We're not the police...

Is it me or are fake policemen everywhere? (now there's a paranoid lede if ever there was one)

Yesterday kicked off when 10 men dressed and equipped as the Iraqi Ministry of the Interior Commandos (in that wonderfully Soviet way of speaking they have) paid a call on a mosque where two 9th century Shia imams are buried and where Imam Ali is expected to be resurrected. They blew it up, and goood, thus triggering what looks like the long-awaited Lebanon-on-crack-and-steroids breakdown. According to Cole, they placed demolition charges carefully, took their time and did a professional job.

In response to this calculated, pornographic incitement, more fake policemen paid a call on the prison in Basra, collected 11 inmates, and murdered them. It's quite obvious in the light of this that 7th Armoured Brigade has the situation in Basra well in hand. Clearly. I wonder if it was the same jail 12 Mech had to spring two of their comrades from?

Fake policemen are something like the symbol of the Iraq war. When the Americans went back into Ramadi the first time in 2004, they ordered the remaining real police to stay off the streets so the only people in police uniform would be the insurgents posing as police. Pretty much every report of sectarian brutality involves either policemen or people pretending to be policemen, or conceivably policemen pretending to be people pretending to be policemen.

Now, we have the heist of the century, £40 million from a fortified cash centre serving southeastern England. Probably a robbery indeed. How did the blaggers pull that off? Why, they stopped the manager's car by posing as policemen and kidnapped him, whilst others, also posing as policemen, seized his family. Then they had him let them in, where they handcuffed the staff and calmly filled a lorry with cash.

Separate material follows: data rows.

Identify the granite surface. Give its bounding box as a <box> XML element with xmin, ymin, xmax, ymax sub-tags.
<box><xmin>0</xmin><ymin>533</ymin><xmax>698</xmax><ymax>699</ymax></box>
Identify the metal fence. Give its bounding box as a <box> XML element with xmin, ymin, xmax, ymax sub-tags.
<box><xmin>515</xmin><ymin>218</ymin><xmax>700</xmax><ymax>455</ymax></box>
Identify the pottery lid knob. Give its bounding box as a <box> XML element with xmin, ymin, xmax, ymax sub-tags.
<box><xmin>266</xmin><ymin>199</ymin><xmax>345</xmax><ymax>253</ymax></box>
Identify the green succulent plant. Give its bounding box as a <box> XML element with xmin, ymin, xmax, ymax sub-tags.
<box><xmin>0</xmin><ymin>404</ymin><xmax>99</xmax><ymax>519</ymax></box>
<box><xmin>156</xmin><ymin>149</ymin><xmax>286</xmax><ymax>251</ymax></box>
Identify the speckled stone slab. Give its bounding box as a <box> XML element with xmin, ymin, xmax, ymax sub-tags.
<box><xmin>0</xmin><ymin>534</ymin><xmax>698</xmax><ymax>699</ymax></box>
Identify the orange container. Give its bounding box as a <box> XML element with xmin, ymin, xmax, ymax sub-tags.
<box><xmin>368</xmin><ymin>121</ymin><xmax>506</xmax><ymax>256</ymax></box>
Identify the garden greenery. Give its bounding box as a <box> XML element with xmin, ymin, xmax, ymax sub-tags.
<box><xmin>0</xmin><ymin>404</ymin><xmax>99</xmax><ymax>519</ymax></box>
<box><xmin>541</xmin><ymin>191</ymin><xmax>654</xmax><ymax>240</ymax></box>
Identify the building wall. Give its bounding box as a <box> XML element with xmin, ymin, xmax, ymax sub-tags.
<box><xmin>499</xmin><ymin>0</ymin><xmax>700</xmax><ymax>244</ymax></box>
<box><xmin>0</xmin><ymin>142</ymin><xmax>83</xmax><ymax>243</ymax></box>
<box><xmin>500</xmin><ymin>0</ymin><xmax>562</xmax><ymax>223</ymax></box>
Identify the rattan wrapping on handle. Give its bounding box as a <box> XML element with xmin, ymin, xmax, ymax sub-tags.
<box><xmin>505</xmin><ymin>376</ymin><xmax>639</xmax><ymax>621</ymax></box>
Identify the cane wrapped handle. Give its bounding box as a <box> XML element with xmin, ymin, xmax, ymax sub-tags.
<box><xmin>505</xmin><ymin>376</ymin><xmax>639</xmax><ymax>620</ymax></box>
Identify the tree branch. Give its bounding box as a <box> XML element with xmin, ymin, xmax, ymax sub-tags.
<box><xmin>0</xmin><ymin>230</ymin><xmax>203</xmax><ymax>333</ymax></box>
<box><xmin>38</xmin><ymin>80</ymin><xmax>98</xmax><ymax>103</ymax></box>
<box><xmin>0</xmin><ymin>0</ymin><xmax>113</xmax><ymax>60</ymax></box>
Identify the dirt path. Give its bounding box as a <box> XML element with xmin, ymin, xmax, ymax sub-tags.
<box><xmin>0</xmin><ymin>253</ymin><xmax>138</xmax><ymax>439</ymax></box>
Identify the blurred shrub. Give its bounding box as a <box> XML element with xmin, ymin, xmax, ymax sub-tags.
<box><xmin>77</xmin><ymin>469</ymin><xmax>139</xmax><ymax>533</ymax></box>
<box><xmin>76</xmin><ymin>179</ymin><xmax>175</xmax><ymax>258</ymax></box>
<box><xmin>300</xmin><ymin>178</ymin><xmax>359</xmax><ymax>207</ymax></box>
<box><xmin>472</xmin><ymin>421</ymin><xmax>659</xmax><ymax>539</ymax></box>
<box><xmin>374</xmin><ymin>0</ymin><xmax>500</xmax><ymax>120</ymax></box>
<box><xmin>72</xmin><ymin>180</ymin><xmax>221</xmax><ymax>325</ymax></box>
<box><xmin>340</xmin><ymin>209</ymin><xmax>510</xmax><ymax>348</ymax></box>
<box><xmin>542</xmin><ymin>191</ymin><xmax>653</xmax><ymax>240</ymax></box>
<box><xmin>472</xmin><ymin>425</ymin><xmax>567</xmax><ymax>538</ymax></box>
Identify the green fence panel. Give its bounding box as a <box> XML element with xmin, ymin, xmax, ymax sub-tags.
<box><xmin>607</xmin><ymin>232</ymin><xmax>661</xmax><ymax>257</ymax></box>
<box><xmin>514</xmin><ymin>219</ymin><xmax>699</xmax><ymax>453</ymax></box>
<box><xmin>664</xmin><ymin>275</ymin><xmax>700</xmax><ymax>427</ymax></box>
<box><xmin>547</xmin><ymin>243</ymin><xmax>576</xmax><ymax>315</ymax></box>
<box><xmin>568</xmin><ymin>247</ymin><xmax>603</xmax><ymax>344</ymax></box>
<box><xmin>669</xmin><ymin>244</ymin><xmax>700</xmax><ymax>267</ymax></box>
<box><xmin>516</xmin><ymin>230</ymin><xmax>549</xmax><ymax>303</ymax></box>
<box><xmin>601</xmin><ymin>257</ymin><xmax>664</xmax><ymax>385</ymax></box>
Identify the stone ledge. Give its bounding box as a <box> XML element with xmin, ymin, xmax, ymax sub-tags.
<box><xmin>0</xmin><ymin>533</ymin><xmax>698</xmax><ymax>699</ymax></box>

It certainly sounds like the IRA Northern Bank job in Belfast - same MO, similarly spectacular results, but without the epically stupid cockup of stealing Ulster banknotes. And that, in turn, sounds like a hefty slice of guerrilla innovation (Edit: I mean, of course, pretending to be the cops).

The Australian novelist Peter Carey (I think) wrote in one of his books that when the police revolution comes, you find you can't imagine who are the police.